I want to add another level of operational indirection to support type generators. The literal is derived from an expression is instantiated operationally from some parameterized representation and a set of parameter arguments.

> > The catalog representation must suffice to derive the appropriate
relation
> > literal, of course.
>
> Agreed. Including the rule that each poss rep for a type has the same
number
> of values, and has one value per type value.

I disagree. Whether there is a 1:1 correspondence between values of implemented types is a choice of the type designer.

> > > [snip]
> > > > I suggest changing the focus from using expressions to define the
set of
> > > > values as a relational literal to using expressions to describe the
> > possible
> > > > representations etc.
> > >
> > > Same thing (if the expressions are non "parameterized")
> > >
> > > > From a description of the possible representations, one
> > > > can derive or generate an expression to define the set of values.

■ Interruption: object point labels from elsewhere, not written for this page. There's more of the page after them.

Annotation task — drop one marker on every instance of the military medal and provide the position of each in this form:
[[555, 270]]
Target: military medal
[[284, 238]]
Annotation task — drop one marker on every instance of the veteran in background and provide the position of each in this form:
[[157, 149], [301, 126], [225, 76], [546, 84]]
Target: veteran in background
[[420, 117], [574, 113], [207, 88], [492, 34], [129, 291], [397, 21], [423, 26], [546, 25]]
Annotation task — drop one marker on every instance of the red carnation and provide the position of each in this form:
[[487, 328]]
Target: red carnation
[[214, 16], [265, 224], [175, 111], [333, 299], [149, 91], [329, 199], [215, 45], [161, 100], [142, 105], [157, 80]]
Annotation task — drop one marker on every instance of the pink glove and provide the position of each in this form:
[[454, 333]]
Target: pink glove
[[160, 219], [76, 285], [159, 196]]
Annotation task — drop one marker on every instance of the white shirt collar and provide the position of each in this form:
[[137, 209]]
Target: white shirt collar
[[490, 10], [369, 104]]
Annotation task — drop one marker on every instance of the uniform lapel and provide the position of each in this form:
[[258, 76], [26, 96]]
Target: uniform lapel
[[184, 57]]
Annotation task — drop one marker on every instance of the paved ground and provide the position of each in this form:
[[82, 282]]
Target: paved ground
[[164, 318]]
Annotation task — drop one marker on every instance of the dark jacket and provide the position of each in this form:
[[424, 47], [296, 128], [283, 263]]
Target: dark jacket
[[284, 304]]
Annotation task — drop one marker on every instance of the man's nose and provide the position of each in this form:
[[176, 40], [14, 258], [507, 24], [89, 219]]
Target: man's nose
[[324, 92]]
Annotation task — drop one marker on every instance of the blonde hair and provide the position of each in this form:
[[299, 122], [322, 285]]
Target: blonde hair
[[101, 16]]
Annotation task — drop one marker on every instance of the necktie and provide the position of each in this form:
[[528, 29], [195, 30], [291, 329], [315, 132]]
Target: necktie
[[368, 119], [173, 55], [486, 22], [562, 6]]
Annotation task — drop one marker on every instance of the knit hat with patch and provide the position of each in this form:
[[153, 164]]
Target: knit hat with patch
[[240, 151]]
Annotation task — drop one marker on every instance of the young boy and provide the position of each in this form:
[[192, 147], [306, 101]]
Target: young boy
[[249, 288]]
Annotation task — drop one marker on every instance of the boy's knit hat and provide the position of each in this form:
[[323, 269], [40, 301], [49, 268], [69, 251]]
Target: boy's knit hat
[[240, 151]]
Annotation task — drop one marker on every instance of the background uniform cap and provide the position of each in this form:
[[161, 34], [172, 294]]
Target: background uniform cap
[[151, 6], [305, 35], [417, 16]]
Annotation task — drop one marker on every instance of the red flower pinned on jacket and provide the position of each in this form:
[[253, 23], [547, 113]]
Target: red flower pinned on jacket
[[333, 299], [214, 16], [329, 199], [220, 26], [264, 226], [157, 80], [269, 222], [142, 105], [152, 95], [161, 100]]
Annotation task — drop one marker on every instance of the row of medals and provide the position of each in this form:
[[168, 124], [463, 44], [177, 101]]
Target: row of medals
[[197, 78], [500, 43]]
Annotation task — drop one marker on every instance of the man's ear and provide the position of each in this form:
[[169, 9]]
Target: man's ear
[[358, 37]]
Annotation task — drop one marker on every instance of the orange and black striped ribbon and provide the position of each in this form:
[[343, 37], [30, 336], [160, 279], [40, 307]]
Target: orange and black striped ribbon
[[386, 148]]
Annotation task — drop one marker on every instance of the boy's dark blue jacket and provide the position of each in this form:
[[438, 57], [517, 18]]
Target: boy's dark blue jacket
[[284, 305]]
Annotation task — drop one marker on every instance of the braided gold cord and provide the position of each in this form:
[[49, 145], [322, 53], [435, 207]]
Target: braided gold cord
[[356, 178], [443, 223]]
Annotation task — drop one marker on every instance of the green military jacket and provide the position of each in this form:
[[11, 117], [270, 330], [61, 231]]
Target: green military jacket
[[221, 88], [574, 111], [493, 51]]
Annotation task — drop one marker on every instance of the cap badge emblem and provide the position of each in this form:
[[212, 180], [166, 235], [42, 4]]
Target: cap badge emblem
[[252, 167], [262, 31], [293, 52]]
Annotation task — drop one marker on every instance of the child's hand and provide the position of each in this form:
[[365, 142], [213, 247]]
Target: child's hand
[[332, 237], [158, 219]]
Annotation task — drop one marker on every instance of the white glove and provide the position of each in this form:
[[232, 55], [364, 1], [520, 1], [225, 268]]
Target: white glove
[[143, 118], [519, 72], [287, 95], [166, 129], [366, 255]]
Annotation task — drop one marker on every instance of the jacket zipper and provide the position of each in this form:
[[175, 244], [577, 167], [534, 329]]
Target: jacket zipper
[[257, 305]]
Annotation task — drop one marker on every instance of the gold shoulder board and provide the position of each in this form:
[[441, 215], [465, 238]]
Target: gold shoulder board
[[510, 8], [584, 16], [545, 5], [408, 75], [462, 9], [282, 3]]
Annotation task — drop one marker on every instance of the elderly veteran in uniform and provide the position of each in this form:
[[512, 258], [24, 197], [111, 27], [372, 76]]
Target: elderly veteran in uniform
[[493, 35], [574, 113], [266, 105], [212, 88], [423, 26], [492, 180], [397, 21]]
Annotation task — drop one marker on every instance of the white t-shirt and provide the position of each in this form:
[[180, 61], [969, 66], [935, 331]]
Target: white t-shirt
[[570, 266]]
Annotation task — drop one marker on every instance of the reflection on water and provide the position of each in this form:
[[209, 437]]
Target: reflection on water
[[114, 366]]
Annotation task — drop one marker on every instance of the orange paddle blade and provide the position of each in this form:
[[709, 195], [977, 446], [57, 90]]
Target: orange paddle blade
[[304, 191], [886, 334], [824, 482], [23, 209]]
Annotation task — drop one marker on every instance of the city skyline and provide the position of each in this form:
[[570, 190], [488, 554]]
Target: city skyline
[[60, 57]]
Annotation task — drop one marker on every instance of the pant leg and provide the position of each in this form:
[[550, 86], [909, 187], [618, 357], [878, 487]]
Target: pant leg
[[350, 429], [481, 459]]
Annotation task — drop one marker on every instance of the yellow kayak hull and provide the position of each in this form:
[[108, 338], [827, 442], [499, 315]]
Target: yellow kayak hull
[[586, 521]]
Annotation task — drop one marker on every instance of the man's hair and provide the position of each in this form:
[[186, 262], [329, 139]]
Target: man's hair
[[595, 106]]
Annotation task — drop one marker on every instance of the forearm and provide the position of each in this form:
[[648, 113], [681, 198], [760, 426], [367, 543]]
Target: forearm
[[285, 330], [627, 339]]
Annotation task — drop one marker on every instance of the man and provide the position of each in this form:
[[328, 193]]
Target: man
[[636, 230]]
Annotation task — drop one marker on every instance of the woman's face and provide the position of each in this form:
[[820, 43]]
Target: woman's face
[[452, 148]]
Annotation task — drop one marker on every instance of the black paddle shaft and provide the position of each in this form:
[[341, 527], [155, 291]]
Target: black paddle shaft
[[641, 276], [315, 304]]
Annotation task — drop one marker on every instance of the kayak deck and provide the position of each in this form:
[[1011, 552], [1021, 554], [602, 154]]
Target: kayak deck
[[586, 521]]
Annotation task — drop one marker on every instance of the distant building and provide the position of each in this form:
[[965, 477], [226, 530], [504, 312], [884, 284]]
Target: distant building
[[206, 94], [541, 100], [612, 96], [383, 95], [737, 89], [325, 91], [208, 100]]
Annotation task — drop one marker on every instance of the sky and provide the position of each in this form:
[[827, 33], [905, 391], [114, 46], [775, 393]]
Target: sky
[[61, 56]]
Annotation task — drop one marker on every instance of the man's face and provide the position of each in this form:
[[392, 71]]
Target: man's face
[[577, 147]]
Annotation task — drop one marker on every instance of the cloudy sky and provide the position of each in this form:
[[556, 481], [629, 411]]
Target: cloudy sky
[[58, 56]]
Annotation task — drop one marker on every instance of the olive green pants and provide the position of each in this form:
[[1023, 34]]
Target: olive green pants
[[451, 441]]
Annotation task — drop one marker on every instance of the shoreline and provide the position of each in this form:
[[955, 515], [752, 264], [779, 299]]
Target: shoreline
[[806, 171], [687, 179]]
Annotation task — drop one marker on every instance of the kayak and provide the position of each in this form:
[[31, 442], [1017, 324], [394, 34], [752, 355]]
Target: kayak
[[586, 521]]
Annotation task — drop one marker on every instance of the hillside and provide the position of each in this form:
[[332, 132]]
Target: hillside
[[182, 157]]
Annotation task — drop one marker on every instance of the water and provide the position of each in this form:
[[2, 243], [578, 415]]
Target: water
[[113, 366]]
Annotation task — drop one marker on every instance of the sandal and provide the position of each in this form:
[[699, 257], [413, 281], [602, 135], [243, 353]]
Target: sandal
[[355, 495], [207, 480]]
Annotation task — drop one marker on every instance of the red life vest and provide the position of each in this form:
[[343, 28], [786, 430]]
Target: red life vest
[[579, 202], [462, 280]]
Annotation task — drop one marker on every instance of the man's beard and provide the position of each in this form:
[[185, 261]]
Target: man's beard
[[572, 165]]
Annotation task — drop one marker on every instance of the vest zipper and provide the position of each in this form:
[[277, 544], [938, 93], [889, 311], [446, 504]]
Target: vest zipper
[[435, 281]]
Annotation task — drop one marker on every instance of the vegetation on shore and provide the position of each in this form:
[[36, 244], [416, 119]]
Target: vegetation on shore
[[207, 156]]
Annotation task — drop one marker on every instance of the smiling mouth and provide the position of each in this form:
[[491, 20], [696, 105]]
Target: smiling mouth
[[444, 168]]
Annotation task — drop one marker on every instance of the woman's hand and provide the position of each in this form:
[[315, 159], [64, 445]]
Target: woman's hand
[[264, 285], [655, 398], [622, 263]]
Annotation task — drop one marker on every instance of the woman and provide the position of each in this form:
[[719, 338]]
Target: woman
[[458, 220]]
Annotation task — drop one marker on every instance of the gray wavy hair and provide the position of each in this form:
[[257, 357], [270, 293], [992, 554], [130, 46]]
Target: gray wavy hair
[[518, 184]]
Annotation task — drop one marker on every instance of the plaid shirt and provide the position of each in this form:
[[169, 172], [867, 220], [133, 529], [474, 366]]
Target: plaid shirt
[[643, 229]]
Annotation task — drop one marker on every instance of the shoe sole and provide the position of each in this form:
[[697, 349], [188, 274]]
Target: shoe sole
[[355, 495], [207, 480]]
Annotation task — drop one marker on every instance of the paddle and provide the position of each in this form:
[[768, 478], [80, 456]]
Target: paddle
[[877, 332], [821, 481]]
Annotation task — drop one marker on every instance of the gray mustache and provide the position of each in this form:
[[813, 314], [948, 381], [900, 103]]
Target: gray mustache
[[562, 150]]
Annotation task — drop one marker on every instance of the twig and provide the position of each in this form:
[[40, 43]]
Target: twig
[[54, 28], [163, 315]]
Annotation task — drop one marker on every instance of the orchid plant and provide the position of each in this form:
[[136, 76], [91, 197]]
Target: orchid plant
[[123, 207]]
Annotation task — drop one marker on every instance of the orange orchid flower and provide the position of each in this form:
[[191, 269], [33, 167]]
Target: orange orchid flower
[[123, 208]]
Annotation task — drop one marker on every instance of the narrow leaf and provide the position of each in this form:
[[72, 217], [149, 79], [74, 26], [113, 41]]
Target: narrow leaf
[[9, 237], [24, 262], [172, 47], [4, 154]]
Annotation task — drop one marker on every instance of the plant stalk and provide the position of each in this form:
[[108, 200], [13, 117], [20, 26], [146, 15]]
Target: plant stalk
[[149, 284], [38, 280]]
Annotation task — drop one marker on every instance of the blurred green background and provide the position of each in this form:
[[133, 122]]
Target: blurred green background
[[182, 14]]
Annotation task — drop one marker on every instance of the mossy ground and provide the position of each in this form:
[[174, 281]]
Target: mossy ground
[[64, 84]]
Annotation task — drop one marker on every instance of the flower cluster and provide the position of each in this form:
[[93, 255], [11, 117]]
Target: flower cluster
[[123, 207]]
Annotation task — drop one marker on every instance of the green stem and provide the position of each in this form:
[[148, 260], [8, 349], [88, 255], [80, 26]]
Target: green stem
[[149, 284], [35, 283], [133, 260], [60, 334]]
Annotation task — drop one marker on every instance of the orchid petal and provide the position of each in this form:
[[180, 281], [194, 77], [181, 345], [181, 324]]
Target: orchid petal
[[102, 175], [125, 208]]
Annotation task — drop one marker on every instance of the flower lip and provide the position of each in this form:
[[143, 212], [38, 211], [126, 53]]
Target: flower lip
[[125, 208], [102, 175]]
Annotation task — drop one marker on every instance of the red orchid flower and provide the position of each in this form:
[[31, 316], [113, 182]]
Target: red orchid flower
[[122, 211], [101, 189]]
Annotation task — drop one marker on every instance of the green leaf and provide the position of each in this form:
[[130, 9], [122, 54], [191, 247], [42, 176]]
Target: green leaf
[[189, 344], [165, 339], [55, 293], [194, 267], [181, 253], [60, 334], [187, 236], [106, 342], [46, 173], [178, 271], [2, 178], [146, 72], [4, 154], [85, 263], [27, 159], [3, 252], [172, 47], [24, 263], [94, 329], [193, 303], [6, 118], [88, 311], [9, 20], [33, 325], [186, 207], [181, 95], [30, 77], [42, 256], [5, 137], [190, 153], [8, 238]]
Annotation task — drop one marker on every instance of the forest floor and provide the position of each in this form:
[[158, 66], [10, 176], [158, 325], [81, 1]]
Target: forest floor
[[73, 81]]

A
> > > > parameterized type would use a parameterized expression for the
possible
> > > > representation etc.
> > >
> > > Sounds reasonable. What we need is the definition of a Relational
> > Expression
> > > as a data type. What are some plausible possible representations of
> > Relational
> > > Expressions? Are parameterised REs a super-type of a REs?
> >
> > Parameterised REs are types with operations that result in REs.
>
> Agreed.
>
> [snip]
> > > Agreed. I wonder if <TCLOSE> should be replaced with generalised
> > recursion?
> >
> > TTM has recursion as a relational prescription.
>
> True. Which must therefore be an extension of their algebra (assuming that
> <TCLOSE> cannot be used to do generalised recursion), unless they say that
D
> does the recursion rather than the algebra.

"Recursion shall be permitted in relational expressions"

That sounds like it is in the D algebra even if it is not in the A algebra.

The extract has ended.